O sucesso do comediante só aconteceu entre o grande publico quando, no tradicional jantar da Associação dos Correspondentes da Casa Branca, chocou o presidente Bush com piadas desrespeitosas para um chefe de Estado, seja ele qualquer. De repente, sua audiência subiu cerca de 30% no Comedy Central. Afinal, Colbert não tem compromisso com ninguém, nem com ele mesmo. Se autodescreve como “bem intencionado, pouco informado...um idiota de alto nível”, ao mesmo tempo “egomaníaco, xenófobo e anti intelectual”.
Uma pesquisa da Public Opinion Strategies mês passou descobriu que Colbert receberia 2.3% dos votos democratas, mais do que Bill Richardson, Christopher Dodd, Dennis Kucinich e Mike Gravel, que disputam com Hillary Clinton e Barack Obama a indicação do partido para a presidência dos Estados Unidos. Ele receberia 13% se sua candidatura fosse independente contra Rudy Giuliani, o favorito dos Republicanos, ou mesmo contra Hillary Clinton.
Os resultados são especialmente contundentes entre jovens de 18 a 29 anos, onde Colbert tem 28% da preferência do eleitorado. Um comentarista de TV chegou a dizer que ele estaria à frente dos todos os demais candidatos agora em meados de novembro. No Facebook, o site de relacionamento mais famoso do mundo, ele tem um fã clube de mais um milhão de jovens, e é considerado o grupo que mais cresce em toda a história do site – 83 pessoas por minuto.
Colbert diz já ter 15 milhões de dólares no caixa de campanha, através de doações do Doritos, a fritura vendida pela Pepsi. Já disse que, se eleito, “será tão bom para o país quando Doritos é para o seu corpo”. Os aspectos legais da campanha – se ele pode ou não ser candidato, principalmente- já dividem democratas e republicanos. Muitos blogueiros o chamam de “O Retrocesso Colbert”, por invadir o território político cruzando a linha da sátira e, assim, bagunçando todo o processo.

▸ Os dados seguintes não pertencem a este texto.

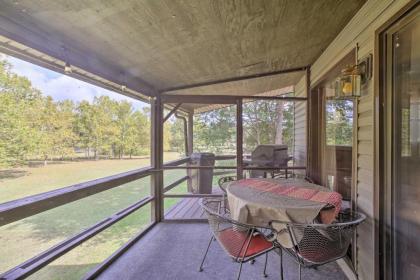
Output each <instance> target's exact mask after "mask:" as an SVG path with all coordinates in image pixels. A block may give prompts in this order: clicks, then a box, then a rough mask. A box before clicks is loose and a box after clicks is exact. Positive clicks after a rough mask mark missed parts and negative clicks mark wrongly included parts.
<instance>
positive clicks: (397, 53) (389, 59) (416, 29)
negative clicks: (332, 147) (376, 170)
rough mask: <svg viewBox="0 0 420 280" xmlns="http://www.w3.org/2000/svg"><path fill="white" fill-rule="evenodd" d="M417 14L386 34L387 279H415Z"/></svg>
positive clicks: (419, 258) (416, 200)
mask: <svg viewBox="0 0 420 280" xmlns="http://www.w3.org/2000/svg"><path fill="white" fill-rule="evenodd" d="M419 11H420V10H419V9H417V11H415V12H414V13H411V14H410V15H409V16H407V17H406V18H404V19H403V20H401V21H400V22H398V23H397V24H395V25H394V26H392V27H391V28H390V29H389V31H388V32H387V33H386V40H385V42H384V43H385V44H386V52H387V53H386V57H387V62H386V64H387V74H386V75H387V76H386V88H387V92H388V95H387V109H386V110H387V113H386V118H387V121H386V122H385V123H386V127H387V131H388V134H387V135H388V136H387V139H388V140H386V142H387V143H388V144H387V147H388V148H387V149H388V156H387V158H386V161H387V162H388V168H389V169H388V171H389V172H388V173H389V174H388V185H389V192H388V194H389V200H388V203H387V204H385V208H387V209H385V212H386V213H388V215H389V222H390V234H389V237H388V242H389V251H390V252H388V255H389V260H390V264H391V266H392V267H390V269H391V270H392V271H388V273H387V274H388V276H389V277H390V278H391V277H392V278H393V279H419V277H420V258H419V256H420V238H419V237H420V12H419Z"/></svg>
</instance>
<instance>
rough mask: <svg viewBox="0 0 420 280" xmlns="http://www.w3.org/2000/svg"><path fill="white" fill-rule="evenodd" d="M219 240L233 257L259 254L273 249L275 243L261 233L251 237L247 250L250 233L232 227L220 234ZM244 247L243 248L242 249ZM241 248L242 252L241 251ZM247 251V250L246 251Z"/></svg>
mask: <svg viewBox="0 0 420 280" xmlns="http://www.w3.org/2000/svg"><path fill="white" fill-rule="evenodd" d="M218 239H219V242H220V243H221V245H222V246H223V247H224V248H225V249H226V251H227V252H228V253H229V255H231V256H232V257H235V258H236V257H238V256H239V258H246V257H250V256H253V255H257V254H259V253H261V252H263V251H266V250H268V249H271V248H272V247H273V244H272V243H271V242H268V241H267V240H265V238H264V237H263V236H262V235H261V234H257V235H254V236H252V237H251V242H250V243H249V247H248V250H246V247H247V244H248V241H249V234H248V232H247V231H236V230H234V229H232V228H227V229H225V230H223V231H221V232H219V235H218ZM241 249H242V250H241ZM240 250H241V252H240V253H241V254H239V251H240ZM245 251H246V252H245Z"/></svg>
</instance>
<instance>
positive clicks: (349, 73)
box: [334, 55, 372, 99]
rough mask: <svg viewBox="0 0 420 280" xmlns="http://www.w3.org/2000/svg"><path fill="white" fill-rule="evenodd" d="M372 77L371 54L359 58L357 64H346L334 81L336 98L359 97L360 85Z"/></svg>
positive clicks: (364, 84)
mask: <svg viewBox="0 0 420 280" xmlns="http://www.w3.org/2000/svg"><path fill="white" fill-rule="evenodd" d="M371 78H372V55H369V56H367V57H366V58H365V59H363V60H361V62H360V63H359V64H356V65H348V66H347V67H346V68H344V69H343V70H341V75H340V76H339V77H338V78H337V79H336V81H335V86H334V87H335V97H336V98H339V99H340V98H352V97H360V96H361V93H362V86H363V85H365V84H366V83H367V81H368V80H370V79H371Z"/></svg>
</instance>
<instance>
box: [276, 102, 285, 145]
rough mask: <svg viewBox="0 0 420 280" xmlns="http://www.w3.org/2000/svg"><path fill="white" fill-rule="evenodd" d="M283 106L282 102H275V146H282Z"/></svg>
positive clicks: (282, 139) (282, 138)
mask: <svg viewBox="0 0 420 280" xmlns="http://www.w3.org/2000/svg"><path fill="white" fill-rule="evenodd" d="M283 105H284V104H283V102H282V101H277V106H276V137H275V140H274V143H275V144H283Z"/></svg>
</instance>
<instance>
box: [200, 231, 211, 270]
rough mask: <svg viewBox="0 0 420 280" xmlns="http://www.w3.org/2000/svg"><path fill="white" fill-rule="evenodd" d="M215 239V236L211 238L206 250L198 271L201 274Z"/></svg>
mask: <svg viewBox="0 0 420 280" xmlns="http://www.w3.org/2000/svg"><path fill="white" fill-rule="evenodd" d="M213 239H215V238H214V236H211V238H210V242H209V245H208V246H207V249H206V253H204V257H203V260H202V261H201V264H200V268H199V269H198V271H200V272H201V271H203V264H204V260H205V259H206V257H207V253H208V252H209V248H210V245H211V242H212V241H213Z"/></svg>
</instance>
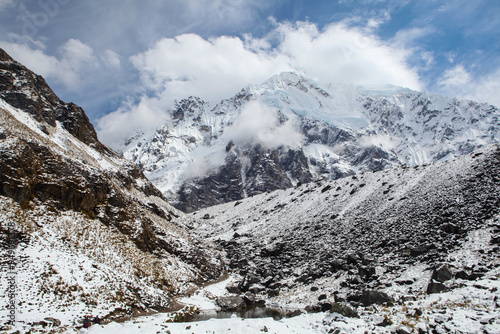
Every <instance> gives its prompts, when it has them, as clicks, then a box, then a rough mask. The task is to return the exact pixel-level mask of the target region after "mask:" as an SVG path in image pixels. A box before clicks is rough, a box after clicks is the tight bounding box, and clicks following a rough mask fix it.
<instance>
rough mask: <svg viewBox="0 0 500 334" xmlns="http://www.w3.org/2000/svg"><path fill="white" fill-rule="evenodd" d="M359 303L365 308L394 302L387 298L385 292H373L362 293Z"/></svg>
mask: <svg viewBox="0 0 500 334" xmlns="http://www.w3.org/2000/svg"><path fill="white" fill-rule="evenodd" d="M360 301H361V303H362V304H363V305H365V306H368V305H372V304H384V303H387V304H390V303H394V300H393V299H392V298H391V297H389V296H388V295H387V294H386V293H385V292H381V291H374V290H365V291H363V294H362V295H361V299H360Z"/></svg>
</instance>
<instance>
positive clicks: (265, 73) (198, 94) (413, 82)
mask: <svg viewBox="0 0 500 334" xmlns="http://www.w3.org/2000/svg"><path fill="white" fill-rule="evenodd" d="M274 24H275V28H274V30H273V31H271V32H270V33H269V34H267V35H266V36H264V37H262V38H255V37H252V36H251V35H249V34H246V35H244V36H243V37H242V38H240V37H235V36H219V37H214V38H209V39H205V38H202V37H201V36H199V35H197V34H193V33H190V34H182V35H178V36H176V37H173V38H162V39H161V40H159V41H158V42H157V43H156V44H155V45H154V46H153V47H151V48H150V49H148V50H147V51H145V52H142V53H139V54H137V55H134V56H133V57H131V61H132V63H133V64H134V66H135V67H136V69H137V70H138V71H139V73H140V77H141V80H142V85H143V88H144V91H148V92H154V94H153V95H152V96H151V93H149V94H148V95H143V96H142V97H140V98H139V99H138V100H139V101H140V102H139V103H137V104H135V105H134V104H132V105H126V106H124V107H122V108H120V110H119V111H116V112H115V113H110V114H108V115H106V116H104V117H103V118H102V119H101V120H100V121H99V122H98V128H99V131H100V134H101V137H102V139H103V140H104V141H105V142H106V143H108V144H110V145H113V146H115V147H116V145H117V143H120V142H123V141H124V139H125V138H123V137H122V135H123V132H125V131H122V130H123V129H126V128H127V127H130V125H127V124H131V123H132V122H131V120H137V119H140V118H141V117H139V116H138V115H139V114H138V113H140V110H144V108H146V109H147V110H150V111H151V113H149V114H150V115H163V112H164V111H165V110H167V109H169V108H170V107H171V106H172V103H173V101H174V99H182V98H186V97H188V96H198V97H200V98H202V99H204V100H208V101H212V102H217V101H219V100H221V99H224V98H229V97H231V96H233V95H234V94H236V93H237V92H238V91H239V90H241V88H243V87H245V86H247V85H248V84H251V83H256V84H259V83H261V82H263V81H265V80H266V79H268V78H269V77H271V76H273V75H275V74H279V73H281V72H283V71H296V72H299V73H301V74H304V75H305V76H307V77H311V78H313V79H315V80H317V81H319V82H320V83H322V84H351V85H368V86H372V85H385V84H392V85H399V86H404V87H409V88H412V89H417V90H418V89H421V87H422V85H421V83H420V80H419V76H418V74H417V71H416V70H415V69H413V68H411V67H410V66H408V64H407V62H406V59H407V57H408V55H409V53H410V51H408V50H406V49H404V47H402V46H398V47H396V46H394V45H391V44H390V43H384V42H383V41H381V40H380V39H379V38H378V37H376V36H375V35H372V34H370V33H369V32H366V31H363V30H361V29H358V28H353V27H348V26H346V25H345V24H342V23H336V24H330V25H328V26H326V27H325V28H324V29H322V30H320V29H319V28H318V26H317V25H315V24H312V23H309V22H297V23H289V22H284V23H277V22H274ZM157 108H160V110H157ZM161 110H163V112H162V111H161ZM117 116H119V117H117ZM161 117H163V116H161ZM111 119H112V120H114V121H120V120H121V121H122V122H123V124H119V125H117V127H118V128H120V129H122V130H121V131H120V133H121V134H120V135H118V134H117V133H116V132H112V131H111V130H110V129H109V128H108V127H107V126H105V125H109V124H110V120H111ZM143 123H144V124H143V125H144V126H145V127H148V126H151V125H152V124H158V122H155V121H151V120H149V119H148V120H146V119H144V121H143ZM133 124H134V129H135V128H137V127H138V126H140V125H141V124H138V123H133ZM131 130H132V129H131Z"/></svg>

Colbert presidente pode ser uma sátira exagerada, como no filme “O Homem do Ano”, com Rob Willians. Mas ele já foi eleito pela revista Time uma das celebridades mais influentes de 2006, enquanto o New York Magazine o escolheu como uma das mais influentes personalidades da mídia. Em 2007, foi eleito pelo U.S. Comedy Arts Festival como A Personalidade do Ano e Um dos mais sexy homens vivos, entre outros prêmios. A coisa ainda está na brincadeira, mas como na história do bode na sala, está começando a incomodar. Seriamente.